1) This can help people understand the tools that could assist them with their
normal day jobs as hey gain the confidence to look into writing scripts and
macros. IT staff in particular frequently lack any coding (scripting) skills
unless they themselves are developers or Unix sysadmins.

2) They will have a better understanding of the web technologies they run
across in their daily lives. This applies especially well to Codecademy users
who learn JavaScript. 3) Learning to code teaches you to break a problem into
parts and think analytically. Our society could use more people with good
critical thinking skills, we can probably all agree.
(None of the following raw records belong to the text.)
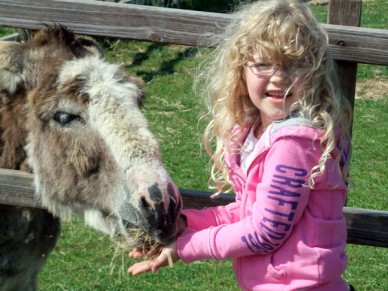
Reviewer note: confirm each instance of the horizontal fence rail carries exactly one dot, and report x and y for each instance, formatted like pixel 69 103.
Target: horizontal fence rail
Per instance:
pixel 365 226
pixel 168 25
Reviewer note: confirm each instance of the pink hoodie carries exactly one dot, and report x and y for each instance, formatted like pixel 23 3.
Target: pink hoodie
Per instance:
pixel 280 234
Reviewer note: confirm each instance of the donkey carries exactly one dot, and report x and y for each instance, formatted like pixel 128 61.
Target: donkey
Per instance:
pixel 75 122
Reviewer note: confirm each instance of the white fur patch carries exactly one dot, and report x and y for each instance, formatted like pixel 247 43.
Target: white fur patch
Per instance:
pixel 9 81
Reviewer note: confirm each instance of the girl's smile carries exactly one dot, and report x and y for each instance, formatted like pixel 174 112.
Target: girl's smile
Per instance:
pixel 272 93
pixel 277 96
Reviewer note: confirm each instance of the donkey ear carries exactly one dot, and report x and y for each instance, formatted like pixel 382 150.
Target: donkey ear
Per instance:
pixel 11 68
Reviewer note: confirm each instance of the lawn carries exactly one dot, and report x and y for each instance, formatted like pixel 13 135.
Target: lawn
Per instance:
pixel 86 260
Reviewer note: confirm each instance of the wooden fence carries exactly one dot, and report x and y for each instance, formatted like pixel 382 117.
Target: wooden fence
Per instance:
pixel 350 45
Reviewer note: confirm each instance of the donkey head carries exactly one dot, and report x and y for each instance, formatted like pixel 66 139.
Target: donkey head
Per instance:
pixel 88 144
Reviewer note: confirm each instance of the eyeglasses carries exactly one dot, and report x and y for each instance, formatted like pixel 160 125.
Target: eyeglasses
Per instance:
pixel 265 69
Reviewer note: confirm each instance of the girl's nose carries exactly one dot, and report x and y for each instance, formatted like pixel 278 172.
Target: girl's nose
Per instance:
pixel 280 76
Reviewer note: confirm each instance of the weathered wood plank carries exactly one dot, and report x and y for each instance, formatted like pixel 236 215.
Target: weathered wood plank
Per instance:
pixel 362 45
pixel 365 226
pixel 345 12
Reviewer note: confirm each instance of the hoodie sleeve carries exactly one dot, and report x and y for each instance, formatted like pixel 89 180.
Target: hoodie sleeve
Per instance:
pixel 280 199
pixel 213 216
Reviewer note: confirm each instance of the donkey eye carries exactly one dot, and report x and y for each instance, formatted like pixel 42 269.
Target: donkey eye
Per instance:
pixel 64 118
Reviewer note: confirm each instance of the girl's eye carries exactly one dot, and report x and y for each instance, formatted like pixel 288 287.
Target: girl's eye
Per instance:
pixel 64 118
pixel 261 65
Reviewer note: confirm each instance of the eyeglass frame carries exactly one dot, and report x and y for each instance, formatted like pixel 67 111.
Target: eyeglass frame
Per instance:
pixel 299 70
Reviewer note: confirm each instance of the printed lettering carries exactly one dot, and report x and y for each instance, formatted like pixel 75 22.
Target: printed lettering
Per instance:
pixel 277 224
pixel 283 192
pixel 282 202
pixel 290 216
pixel 298 172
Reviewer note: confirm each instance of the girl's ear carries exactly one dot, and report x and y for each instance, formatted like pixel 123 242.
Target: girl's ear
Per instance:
pixel 11 60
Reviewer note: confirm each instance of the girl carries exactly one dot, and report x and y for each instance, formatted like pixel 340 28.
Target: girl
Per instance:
pixel 280 128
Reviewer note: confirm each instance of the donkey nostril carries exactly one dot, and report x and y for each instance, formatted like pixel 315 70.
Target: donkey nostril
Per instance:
pixel 144 202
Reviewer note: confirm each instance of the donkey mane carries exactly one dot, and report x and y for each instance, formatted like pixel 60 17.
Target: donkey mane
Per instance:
pixel 74 121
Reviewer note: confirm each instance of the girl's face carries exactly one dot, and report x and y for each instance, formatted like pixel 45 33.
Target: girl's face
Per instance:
pixel 272 89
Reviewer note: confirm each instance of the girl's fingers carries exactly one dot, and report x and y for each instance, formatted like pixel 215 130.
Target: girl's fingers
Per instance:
pixel 140 268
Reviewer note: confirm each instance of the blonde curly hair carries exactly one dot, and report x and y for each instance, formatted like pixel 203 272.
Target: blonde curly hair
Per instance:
pixel 287 32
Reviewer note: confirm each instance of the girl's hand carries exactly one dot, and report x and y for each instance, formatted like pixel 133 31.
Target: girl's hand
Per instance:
pixel 167 256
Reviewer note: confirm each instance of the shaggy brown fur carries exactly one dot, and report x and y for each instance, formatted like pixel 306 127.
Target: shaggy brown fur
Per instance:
pixel 74 121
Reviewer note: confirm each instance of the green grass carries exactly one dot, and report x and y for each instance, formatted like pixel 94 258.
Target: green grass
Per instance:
pixel 84 259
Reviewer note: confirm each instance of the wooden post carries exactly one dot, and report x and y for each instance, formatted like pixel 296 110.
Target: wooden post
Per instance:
pixel 345 12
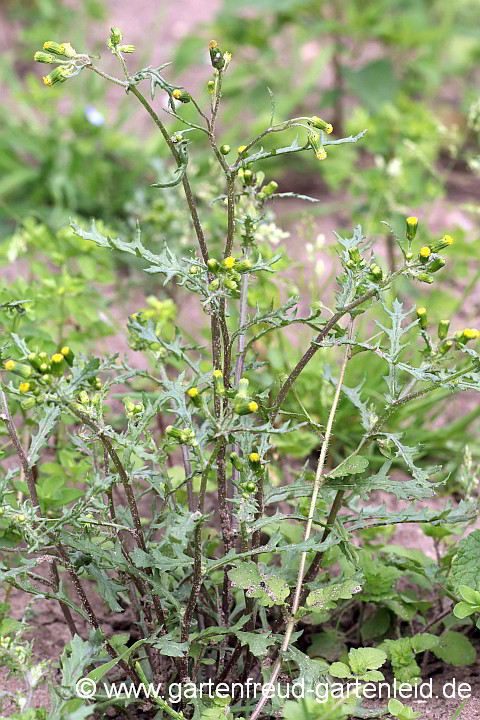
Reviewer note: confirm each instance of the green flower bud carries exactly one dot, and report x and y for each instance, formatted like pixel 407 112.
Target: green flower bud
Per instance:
pixel 68 354
pixel 317 146
pixel 423 317
pixel 28 403
pixel 243 266
pixel 57 364
pixel 59 74
pixel 24 371
pixel 244 406
pixel 270 188
pixel 443 326
pixel 182 95
pixel 236 462
pixel 216 56
pixel 354 255
pixel 412 226
pixel 424 255
pixel 129 404
pixel 47 58
pixel 446 241
pixel 320 124
pixel 376 272
pixel 424 277
pixel 218 381
pixel 116 37
pixel 436 264
pixel 243 384
pixel 173 432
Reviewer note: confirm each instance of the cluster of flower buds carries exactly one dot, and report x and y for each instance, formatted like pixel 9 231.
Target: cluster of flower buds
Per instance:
pixel 114 42
pixel 63 55
pixel 40 373
pixel 355 259
pixel 228 273
pixel 244 405
pixel 132 409
pixel 315 143
pixel 183 437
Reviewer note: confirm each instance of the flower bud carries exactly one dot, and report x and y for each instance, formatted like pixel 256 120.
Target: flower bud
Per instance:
pixel 83 398
pixel 218 380
pixel 45 57
pixel 243 384
pixel 59 74
pixel 423 318
pixel 68 354
pixel 243 266
pixel 412 226
pixel 116 37
pixel 182 95
pixel 424 254
pixel 446 241
pixel 317 146
pixel 173 432
pixel 24 371
pixel 229 262
pixel 376 272
pixel 57 364
pixel 443 326
pixel 28 403
pixel 216 56
pixel 354 254
pixel 436 264
pixel 424 277
pixel 320 124
pixel 194 396
pixel 236 462
pixel 270 188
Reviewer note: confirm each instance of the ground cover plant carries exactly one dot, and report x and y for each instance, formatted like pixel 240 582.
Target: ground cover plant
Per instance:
pixel 175 489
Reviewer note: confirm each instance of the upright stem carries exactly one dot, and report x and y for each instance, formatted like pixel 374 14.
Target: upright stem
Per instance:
pixel 316 488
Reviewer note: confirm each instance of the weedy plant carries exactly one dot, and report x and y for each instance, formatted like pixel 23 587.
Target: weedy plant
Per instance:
pixel 222 560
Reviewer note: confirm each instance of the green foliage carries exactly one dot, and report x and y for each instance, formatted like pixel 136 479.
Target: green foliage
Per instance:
pixel 169 488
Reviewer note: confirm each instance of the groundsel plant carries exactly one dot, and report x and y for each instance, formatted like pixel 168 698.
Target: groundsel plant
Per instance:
pixel 179 518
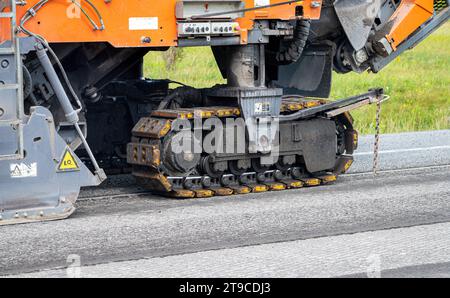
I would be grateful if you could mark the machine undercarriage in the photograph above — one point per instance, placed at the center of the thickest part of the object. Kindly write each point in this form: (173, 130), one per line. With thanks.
(73, 109)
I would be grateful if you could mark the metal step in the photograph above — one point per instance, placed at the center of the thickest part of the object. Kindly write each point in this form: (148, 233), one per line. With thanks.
(11, 157)
(10, 122)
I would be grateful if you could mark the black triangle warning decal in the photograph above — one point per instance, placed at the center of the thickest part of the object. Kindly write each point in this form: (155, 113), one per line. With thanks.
(68, 162)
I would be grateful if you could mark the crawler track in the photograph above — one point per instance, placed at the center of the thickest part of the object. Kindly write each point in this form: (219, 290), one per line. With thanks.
(154, 171)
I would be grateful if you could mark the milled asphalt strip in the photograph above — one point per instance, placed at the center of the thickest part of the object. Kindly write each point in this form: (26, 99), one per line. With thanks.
(404, 150)
(147, 227)
(368, 254)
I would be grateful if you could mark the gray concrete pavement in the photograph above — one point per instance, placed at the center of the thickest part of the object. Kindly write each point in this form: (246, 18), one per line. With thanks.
(143, 227)
(116, 224)
(369, 254)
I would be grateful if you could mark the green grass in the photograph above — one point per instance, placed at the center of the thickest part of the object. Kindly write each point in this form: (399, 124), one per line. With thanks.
(418, 83)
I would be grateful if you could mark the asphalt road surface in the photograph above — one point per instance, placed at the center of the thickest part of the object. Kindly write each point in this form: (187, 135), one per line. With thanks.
(394, 225)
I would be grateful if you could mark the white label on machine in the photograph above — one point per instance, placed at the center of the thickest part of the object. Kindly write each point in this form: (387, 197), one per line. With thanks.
(259, 3)
(23, 170)
(143, 23)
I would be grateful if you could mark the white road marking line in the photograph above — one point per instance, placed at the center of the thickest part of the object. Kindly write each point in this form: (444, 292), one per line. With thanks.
(403, 150)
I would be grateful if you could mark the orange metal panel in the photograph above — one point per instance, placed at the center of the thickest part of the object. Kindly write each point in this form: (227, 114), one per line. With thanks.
(59, 21)
(409, 16)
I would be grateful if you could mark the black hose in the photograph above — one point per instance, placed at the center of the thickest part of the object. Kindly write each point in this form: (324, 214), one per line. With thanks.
(27, 82)
(294, 50)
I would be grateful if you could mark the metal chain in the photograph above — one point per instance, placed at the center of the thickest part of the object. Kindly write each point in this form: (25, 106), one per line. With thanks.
(376, 148)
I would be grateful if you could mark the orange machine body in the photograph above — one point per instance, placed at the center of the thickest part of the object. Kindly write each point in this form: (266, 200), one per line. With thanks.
(59, 21)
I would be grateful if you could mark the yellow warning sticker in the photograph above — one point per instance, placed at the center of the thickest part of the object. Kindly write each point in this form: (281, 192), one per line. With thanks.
(68, 162)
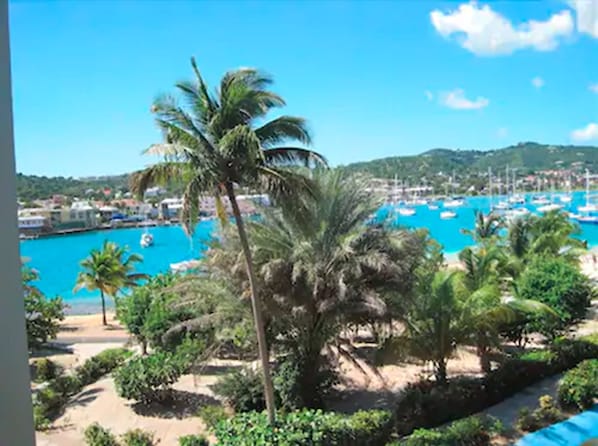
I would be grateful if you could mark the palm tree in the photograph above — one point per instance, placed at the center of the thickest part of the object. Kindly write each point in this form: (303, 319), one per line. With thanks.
(218, 140)
(486, 226)
(108, 271)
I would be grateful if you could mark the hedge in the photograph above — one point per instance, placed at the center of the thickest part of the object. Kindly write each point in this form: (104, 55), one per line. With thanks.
(427, 404)
(306, 428)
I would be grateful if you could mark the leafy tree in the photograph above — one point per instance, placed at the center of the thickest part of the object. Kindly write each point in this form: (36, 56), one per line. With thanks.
(560, 285)
(108, 270)
(215, 142)
(42, 315)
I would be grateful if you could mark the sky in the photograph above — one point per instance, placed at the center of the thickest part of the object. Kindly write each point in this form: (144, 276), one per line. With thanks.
(374, 79)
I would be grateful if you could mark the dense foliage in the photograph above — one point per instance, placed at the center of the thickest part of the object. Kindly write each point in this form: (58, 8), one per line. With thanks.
(579, 386)
(307, 428)
(42, 315)
(559, 284)
(49, 401)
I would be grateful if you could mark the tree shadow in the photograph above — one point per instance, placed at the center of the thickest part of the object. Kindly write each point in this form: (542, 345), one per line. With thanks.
(351, 400)
(176, 404)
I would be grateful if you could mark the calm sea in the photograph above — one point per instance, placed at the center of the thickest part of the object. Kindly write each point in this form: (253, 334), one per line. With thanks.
(57, 258)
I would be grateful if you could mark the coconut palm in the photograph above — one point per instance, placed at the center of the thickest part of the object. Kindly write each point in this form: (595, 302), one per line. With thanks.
(108, 271)
(214, 141)
(486, 227)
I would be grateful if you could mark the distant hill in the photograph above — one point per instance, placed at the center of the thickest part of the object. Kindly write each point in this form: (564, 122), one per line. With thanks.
(526, 157)
(433, 167)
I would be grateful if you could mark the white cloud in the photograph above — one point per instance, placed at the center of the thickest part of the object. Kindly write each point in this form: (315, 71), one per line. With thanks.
(538, 82)
(586, 133)
(456, 99)
(587, 16)
(484, 32)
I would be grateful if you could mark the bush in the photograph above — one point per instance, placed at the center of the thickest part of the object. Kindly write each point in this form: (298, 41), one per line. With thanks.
(101, 364)
(46, 369)
(148, 378)
(193, 440)
(242, 390)
(306, 428)
(137, 437)
(560, 285)
(545, 415)
(212, 415)
(473, 431)
(96, 435)
(579, 386)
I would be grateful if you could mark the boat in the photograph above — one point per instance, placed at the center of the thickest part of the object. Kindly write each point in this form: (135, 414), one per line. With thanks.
(454, 202)
(446, 215)
(550, 207)
(147, 240)
(540, 200)
(406, 212)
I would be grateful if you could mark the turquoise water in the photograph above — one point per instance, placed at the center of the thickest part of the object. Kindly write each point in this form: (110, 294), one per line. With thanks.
(573, 431)
(57, 258)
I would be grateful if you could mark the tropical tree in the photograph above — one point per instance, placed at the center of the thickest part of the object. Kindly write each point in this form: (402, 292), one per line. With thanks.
(108, 271)
(486, 227)
(218, 140)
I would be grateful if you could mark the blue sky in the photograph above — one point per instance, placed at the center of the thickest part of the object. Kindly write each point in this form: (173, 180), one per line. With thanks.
(374, 79)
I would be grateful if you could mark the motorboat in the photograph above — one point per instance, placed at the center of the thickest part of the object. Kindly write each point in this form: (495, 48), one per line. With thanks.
(406, 212)
(147, 240)
(454, 202)
(540, 200)
(447, 215)
(550, 207)
(517, 199)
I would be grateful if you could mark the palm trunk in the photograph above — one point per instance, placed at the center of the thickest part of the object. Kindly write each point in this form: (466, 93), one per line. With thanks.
(103, 308)
(257, 310)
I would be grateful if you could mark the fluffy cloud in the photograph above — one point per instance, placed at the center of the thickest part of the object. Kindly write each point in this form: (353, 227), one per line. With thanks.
(484, 32)
(587, 16)
(538, 82)
(586, 133)
(456, 99)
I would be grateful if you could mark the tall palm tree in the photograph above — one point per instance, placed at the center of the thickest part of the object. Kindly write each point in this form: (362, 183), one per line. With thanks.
(108, 271)
(218, 140)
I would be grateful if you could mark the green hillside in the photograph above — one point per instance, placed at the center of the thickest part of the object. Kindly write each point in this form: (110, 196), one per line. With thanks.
(526, 157)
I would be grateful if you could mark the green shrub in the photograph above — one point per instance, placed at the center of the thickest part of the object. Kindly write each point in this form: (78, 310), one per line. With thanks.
(545, 415)
(306, 428)
(193, 440)
(101, 364)
(579, 386)
(96, 435)
(559, 284)
(242, 390)
(211, 415)
(472, 431)
(149, 378)
(138, 437)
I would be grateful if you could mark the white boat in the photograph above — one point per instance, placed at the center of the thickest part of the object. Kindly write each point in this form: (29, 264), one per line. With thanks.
(587, 219)
(147, 240)
(550, 207)
(540, 200)
(517, 199)
(446, 215)
(406, 212)
(454, 202)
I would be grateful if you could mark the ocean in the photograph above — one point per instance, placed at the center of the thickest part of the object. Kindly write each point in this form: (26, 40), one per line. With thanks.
(57, 257)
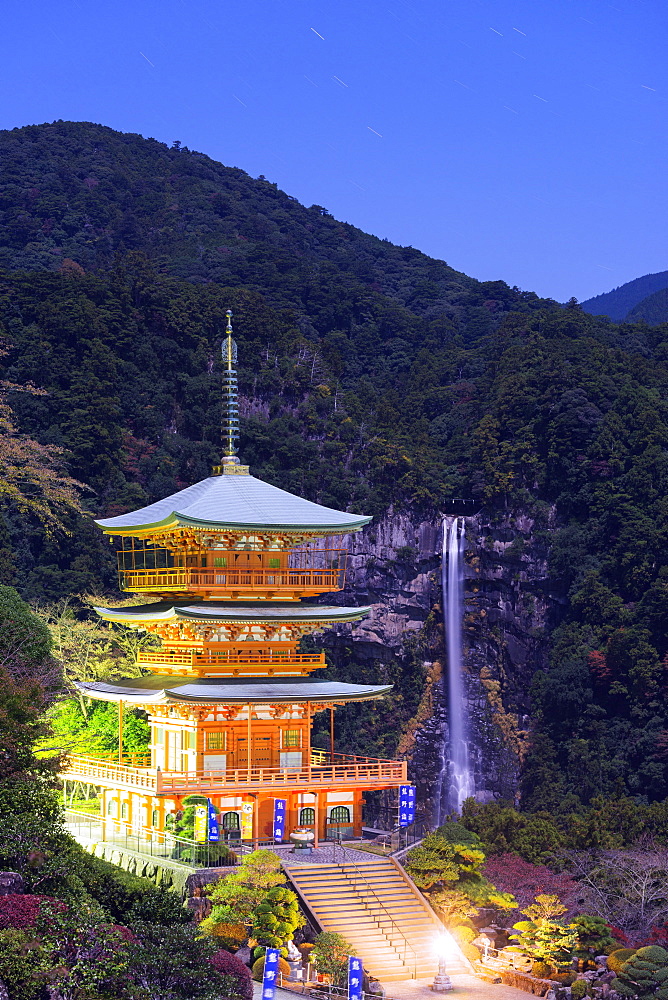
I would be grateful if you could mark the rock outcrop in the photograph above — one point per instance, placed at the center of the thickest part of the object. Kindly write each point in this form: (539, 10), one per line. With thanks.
(394, 566)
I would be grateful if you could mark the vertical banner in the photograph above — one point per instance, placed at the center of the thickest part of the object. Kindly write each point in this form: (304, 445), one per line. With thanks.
(214, 833)
(270, 977)
(246, 820)
(279, 818)
(201, 830)
(406, 805)
(355, 977)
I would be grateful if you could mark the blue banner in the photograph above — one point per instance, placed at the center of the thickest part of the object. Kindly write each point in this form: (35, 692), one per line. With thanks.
(279, 818)
(406, 805)
(355, 978)
(270, 977)
(214, 833)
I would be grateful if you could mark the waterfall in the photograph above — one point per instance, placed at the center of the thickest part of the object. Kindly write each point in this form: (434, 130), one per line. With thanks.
(455, 780)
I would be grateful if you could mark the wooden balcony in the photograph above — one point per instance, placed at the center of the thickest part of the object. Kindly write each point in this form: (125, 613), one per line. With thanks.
(225, 658)
(325, 772)
(234, 574)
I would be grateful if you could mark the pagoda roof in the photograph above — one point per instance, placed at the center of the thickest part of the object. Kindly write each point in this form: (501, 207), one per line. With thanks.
(232, 612)
(229, 691)
(235, 503)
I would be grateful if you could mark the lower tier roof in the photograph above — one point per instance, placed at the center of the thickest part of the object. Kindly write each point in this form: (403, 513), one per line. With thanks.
(231, 612)
(228, 691)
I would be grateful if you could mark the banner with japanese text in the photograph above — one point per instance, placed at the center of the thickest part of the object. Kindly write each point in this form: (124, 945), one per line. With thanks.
(406, 805)
(270, 976)
(279, 818)
(355, 978)
(246, 820)
(214, 833)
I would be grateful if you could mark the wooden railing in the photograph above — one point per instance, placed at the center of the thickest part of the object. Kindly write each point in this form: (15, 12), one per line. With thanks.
(247, 580)
(212, 656)
(340, 769)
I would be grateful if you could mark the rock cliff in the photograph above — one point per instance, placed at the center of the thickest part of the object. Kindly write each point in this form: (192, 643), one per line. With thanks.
(509, 606)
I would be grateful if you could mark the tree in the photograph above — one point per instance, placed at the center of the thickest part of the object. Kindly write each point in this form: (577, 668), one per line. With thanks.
(542, 936)
(236, 896)
(626, 888)
(33, 480)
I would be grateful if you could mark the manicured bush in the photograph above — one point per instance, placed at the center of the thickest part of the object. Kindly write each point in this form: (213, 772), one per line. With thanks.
(230, 965)
(644, 974)
(617, 958)
(579, 989)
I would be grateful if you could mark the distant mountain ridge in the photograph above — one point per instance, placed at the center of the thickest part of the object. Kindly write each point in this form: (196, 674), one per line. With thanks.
(619, 303)
(85, 192)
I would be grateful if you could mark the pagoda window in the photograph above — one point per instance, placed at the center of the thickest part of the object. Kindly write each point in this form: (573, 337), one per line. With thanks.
(216, 741)
(339, 814)
(230, 822)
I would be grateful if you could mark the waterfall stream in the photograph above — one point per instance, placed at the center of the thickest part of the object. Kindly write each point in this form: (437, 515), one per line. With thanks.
(455, 781)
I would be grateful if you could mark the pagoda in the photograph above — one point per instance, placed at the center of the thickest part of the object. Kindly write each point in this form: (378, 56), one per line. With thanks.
(229, 565)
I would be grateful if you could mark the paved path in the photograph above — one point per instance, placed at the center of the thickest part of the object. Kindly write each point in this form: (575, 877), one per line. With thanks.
(326, 854)
(465, 988)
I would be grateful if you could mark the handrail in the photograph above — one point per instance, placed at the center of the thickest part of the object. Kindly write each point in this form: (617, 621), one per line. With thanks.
(407, 944)
(346, 770)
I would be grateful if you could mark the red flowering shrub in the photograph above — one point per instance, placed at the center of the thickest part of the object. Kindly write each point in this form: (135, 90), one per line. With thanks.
(525, 881)
(229, 965)
(21, 911)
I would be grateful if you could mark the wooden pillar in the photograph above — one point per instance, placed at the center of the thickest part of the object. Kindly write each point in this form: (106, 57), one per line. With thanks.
(120, 732)
(248, 741)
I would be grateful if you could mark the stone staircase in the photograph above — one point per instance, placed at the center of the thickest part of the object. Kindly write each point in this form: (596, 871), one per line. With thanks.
(376, 907)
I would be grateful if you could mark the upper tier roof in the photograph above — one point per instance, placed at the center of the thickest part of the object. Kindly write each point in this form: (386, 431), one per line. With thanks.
(237, 503)
(229, 690)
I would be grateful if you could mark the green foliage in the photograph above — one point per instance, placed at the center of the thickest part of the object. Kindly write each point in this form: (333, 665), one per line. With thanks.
(330, 953)
(237, 895)
(593, 936)
(276, 918)
(579, 989)
(542, 936)
(644, 974)
(617, 958)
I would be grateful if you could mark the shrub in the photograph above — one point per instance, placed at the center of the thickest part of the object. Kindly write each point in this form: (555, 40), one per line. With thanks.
(258, 968)
(645, 974)
(617, 958)
(230, 965)
(579, 989)
(330, 954)
(542, 970)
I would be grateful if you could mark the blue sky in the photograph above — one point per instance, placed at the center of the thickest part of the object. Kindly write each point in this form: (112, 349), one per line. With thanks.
(516, 139)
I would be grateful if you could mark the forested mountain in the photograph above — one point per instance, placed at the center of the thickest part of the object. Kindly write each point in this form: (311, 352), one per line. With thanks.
(372, 378)
(621, 302)
(653, 309)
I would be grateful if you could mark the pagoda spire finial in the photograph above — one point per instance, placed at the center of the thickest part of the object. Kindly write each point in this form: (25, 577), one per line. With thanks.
(229, 462)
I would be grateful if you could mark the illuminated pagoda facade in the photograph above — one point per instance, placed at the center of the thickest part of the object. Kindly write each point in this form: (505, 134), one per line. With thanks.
(232, 562)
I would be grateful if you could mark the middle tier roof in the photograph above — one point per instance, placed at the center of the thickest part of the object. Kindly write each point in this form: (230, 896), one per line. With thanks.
(231, 612)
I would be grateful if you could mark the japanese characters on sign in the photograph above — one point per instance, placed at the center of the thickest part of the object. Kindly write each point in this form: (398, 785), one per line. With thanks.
(214, 833)
(355, 978)
(246, 820)
(279, 818)
(406, 805)
(270, 977)
(201, 824)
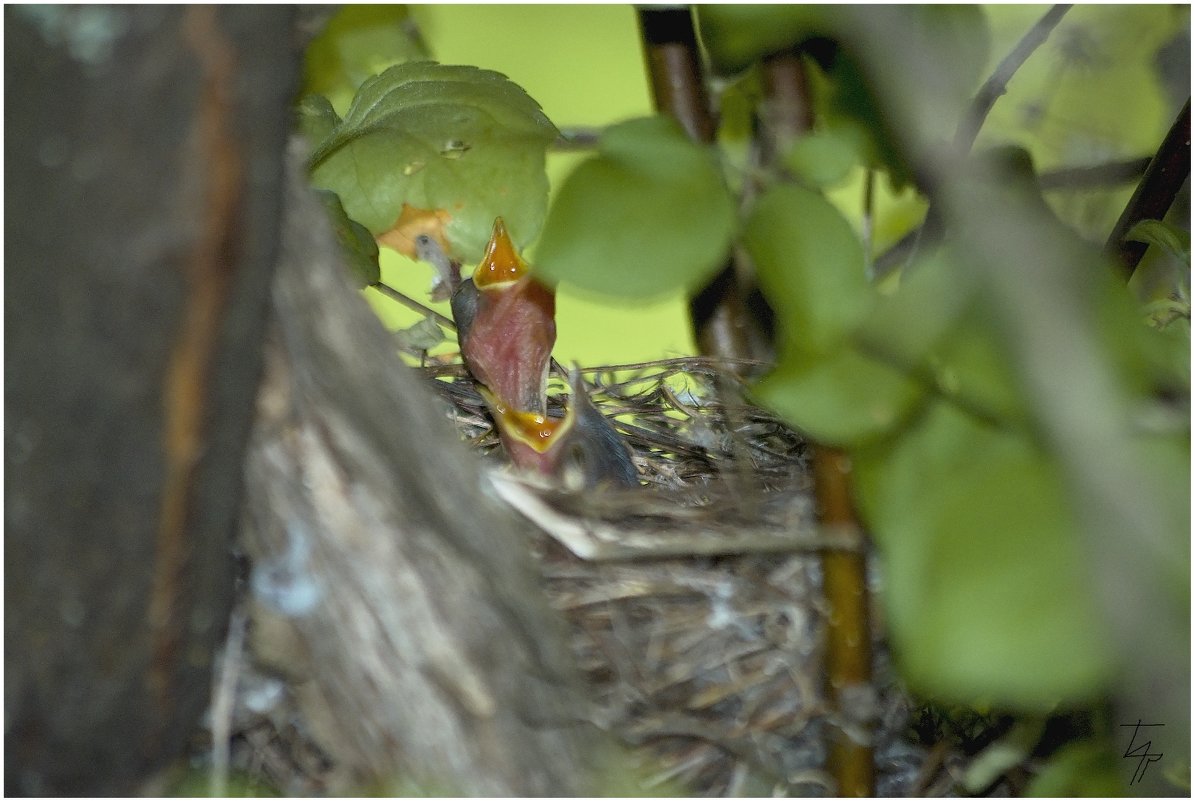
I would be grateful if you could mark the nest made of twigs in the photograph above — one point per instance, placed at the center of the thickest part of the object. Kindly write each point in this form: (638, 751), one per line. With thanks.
(693, 600)
(699, 630)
4) Everyone in an enterprise should have a core understanding of the elements
of major functions. Yes, this means programmers should understand the very
basics of finance and human resources and probably other areas that don't
occur to me at the moment.

There are two kinds of elitism: believing that decisions should be made by the
most informed and qualified individuals versus believing that those who do not
belong to the "elite" have no business even dabbling in affairs beyond their
supposed comprehension. The latter isn't healthy to any organization, much
less broader society.

------
typicalrunt
Why not go the other way and make all employees learn about business and
financial matters? Or would that be too dangerous, allowing for employees to
become entrepreneurs and, possibly, lose them to their own startups?

------
grout
Based on that picture, I pity the employees.

------
omerta
There's a big difference between learning syntax and learning to code.